The Bengals were put in a position. Do they want to follow the trend of raising rookie costs, or put themselves in a position to silently protest the issue by not submitting to the trend of where Smith was slotted? The wait to get Smith signed was as much Katie Blackburn's stubbornness as it was Smith's fueling position of what's considered fair -- in this case, the trend of contracts already signed and a proportional increase of the contracts signed by the sixth overall draft pick in years past.

Middle ground was eventually found. The contract signed nearly 30 days after Training Camp -- roughly 14 days before the team's first regular season game against the Denver Broncos -- starts out as a four-year deal with $21 million guaranteed -- which was $2.5 million less guaranteed money than Heyward-Bey. However, if you break down the guaranteed money per year, Smith would average $5.25 million guaranteed -- or $550,000 more than Heyward-Bey.

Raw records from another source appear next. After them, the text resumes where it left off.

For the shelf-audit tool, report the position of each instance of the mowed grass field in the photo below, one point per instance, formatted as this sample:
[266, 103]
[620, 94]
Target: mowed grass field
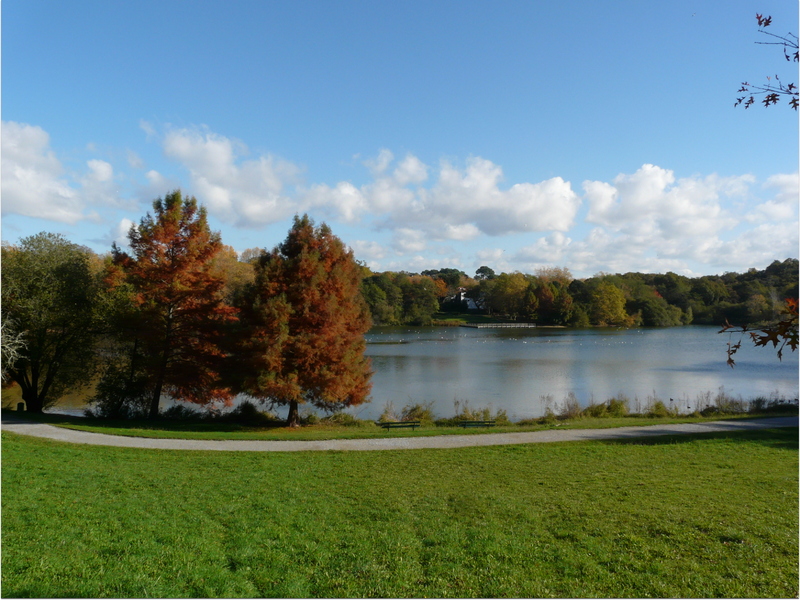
[713, 515]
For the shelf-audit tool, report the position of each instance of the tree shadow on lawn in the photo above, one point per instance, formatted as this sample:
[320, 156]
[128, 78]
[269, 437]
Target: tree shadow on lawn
[783, 438]
[159, 424]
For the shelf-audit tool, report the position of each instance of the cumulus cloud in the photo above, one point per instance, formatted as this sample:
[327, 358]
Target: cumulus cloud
[652, 202]
[33, 179]
[783, 206]
[461, 204]
[246, 192]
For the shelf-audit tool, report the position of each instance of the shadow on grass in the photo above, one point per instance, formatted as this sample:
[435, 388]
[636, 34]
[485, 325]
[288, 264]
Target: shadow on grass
[144, 424]
[784, 438]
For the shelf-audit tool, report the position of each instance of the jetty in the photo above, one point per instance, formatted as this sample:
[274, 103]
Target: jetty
[499, 325]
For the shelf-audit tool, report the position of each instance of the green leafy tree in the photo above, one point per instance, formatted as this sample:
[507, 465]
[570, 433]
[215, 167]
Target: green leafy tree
[13, 344]
[420, 301]
[50, 294]
[484, 272]
[774, 89]
[305, 321]
[180, 309]
[608, 305]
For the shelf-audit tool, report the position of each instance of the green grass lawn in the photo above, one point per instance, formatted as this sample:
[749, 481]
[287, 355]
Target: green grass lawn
[712, 515]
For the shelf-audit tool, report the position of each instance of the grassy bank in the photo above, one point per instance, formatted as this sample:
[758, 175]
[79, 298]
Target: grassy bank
[216, 430]
[707, 516]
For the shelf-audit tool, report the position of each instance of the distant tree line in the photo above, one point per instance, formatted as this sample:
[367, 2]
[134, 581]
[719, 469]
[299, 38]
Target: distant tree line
[552, 296]
[181, 315]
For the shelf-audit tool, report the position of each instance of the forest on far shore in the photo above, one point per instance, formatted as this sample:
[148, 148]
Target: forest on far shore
[551, 296]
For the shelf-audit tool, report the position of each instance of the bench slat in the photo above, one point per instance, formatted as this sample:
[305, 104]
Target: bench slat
[398, 424]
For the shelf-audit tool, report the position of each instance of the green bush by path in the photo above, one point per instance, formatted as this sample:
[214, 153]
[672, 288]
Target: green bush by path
[683, 516]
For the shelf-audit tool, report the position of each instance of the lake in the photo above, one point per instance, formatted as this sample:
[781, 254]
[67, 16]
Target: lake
[513, 369]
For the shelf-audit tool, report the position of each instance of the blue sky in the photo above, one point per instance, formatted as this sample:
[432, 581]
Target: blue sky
[518, 135]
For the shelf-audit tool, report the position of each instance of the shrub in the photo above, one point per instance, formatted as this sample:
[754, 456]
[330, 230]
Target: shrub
[658, 410]
[596, 411]
[549, 417]
[181, 412]
[388, 414]
[501, 418]
[342, 419]
[618, 407]
[570, 407]
[248, 414]
[418, 412]
[728, 404]
[308, 416]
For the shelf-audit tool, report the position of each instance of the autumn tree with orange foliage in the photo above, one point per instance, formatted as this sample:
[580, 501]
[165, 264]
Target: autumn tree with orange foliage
[305, 323]
[179, 307]
[782, 333]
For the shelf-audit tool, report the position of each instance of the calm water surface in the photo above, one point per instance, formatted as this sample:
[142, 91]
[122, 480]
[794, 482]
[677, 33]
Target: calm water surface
[513, 369]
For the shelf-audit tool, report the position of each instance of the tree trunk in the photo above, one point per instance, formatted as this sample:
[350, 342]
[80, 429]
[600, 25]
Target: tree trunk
[293, 420]
[32, 401]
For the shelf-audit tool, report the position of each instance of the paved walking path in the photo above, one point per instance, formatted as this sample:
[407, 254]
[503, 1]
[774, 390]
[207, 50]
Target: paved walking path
[399, 442]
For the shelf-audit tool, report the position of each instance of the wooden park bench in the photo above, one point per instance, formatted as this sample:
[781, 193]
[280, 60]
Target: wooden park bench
[398, 424]
[466, 424]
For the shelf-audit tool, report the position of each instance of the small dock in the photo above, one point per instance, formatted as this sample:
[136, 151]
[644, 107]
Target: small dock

There is an option in 2010 that if the team picks up, the contract would turn into a six-year deal worth $42 million and $29.5 million guaranteed, dropping his average yearly guaranteed money by nearly $300,000. As far as we know, that option has yet to be picked up.

HISTORY OF HOLDOUTS
The Bengals are well known of taking a stubborn position during contract negotiations with their first round draft picks. Sometimes that stubbornness goes deep into Training Camp and other times, an agreement is found just as Training Camp begins. Johnathan Joseph, the 24th overall pick in 2006, signed when Training Camp kicked off. Leon Hall, the 18th overall selection in the 2007 NFL Draft, only missed one practice on the first day of Training Camp. Keith Rivers, the ninth overall selection in the 2008 NFL Draft, signed on August 5, which ended a 10-day holdout. David Pollack held out 19 days and Chris Perry held out 11 days. Levi Jones signed on the first day of camp and Justin Smith signed a day before the team's first regular season game in 2001.

Year Player Pick Length of Hold Out
2009 Andre Smith 6th Held out 30 days
2008 Keith Rivers 9th Held out 10 days
2007 Leon Hall 18th Missed a practice on the first day of Training Camp
2006 Johnathan Joseph 24th Signed first day of camp.
2005 David Pollack 17th Held out 19 days
2004 Chris Perry 26th Held out 11 days
2003 Carson Palmer 1st Signed two days before the NFL Draft.
2002 Levi Jones 10th Signed first day of camp
2001 Justin Smith 4th Signed one day before first regular season game.

WHAT ABOUT JERMAINE GRESHAM THIS YEAR?
The best part this year is that the Bengals weren't forced to draft high, taking the 21st overall selection. Still, while it doesn't mean holdouts are completely preventable, the likelihood of one tends to lessen as we get into the second half of the first round draft class. While I don't expect a holdout this year, I wouldn't be surprised if one were to happen. However, one of the things going for the Bengals is that the Houston Texans and Denver Broncos are sandwiched between the Bengals 21st overall position. If the Bengals wait again to see where their draft pick will be slotted in terms of contracts, it might benefit them far more than having a crazy-bat like Al Davis negotiating near them. Also of note, Joe Reedy examined recent 21st overall draft picks, when they signed and when they joined the team.

I'm not an expert on contracts and my prediction powers are typically best used when taking an opposite position of what I believe. If we give Gresham a 20% raise (an arbitrary number) over last year's 21st overall pick, Cleveland's Alex Mack, then Cincinnati will likely sign our newest tight end something in the range of a five-year deal with $13-15 million guaranteed.

Potentially being a key ingredient for the Bengals revamped and renewed passing game, getting Gresham signed on time will be important. While the team may elect to give Reggie Kelly the start early in the season, which I believe they will, the sooner Gresham picks up the passing game and grows as a blocker, the sooner the team has another passing threat on the field with games against New England and Baltimore to kick off the season.